One of the key types of gastrointestinal agents is proton pump inhibitors (PPIs), which work by reducing the production of stomach acid. PPIs help in treating conditions like gastroesophageal reflux disease (GERD) and peptic ulcers. Another essential class of agents is antacids, which neutralize excessive stomach acid, providing relief from heartburn and indigestion.
Gastrointestinal agents also include antispasmodics that alleviate abdominal cramps and spasms associated with conditions like IBS. These drugs work by relaxing the smooth muscles of the digestive tract. Additionally, there are drugs categorized as laxatives that aid in relieving constipation by promoting bowel movements.
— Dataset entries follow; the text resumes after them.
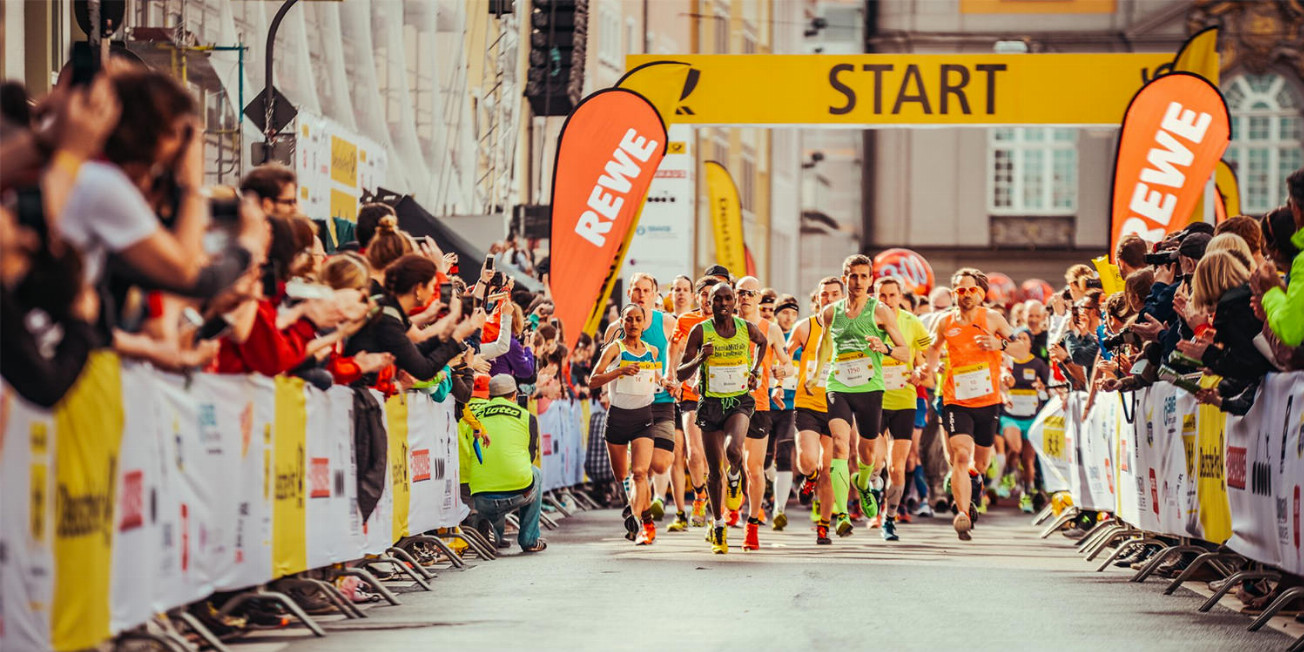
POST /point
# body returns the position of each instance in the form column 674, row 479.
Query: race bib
column 853, row 369
column 726, row 378
column 1022, row 402
column 973, row 381
column 895, row 374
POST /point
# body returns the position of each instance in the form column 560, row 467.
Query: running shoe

Moreover, certain gastrointestinal agents act as antiemetics, effectively reducing nausea and vomiting. These drugs are particularly useful for patients undergoing chemotherapy or experiencing motion sickness.
Pharmaceutical companies develop and manufacture a wide range of gastrointestinal agents in various forms, including tablets, capsules, suspensions, and injections. These agents are typically formulated using active pharmaceutical ingredients (APIs) and other excipients to ensure their efficacy and safety.
In conclusion, gastrointestinal agents form a vital category of pharmaceutical APIs, providing relief from digestive disorders and improving overall gastrointestinal health. The availability of diverse agents catering to different conditions ensures that patients can receive targeted treatment for their specific gastrointestinal needs.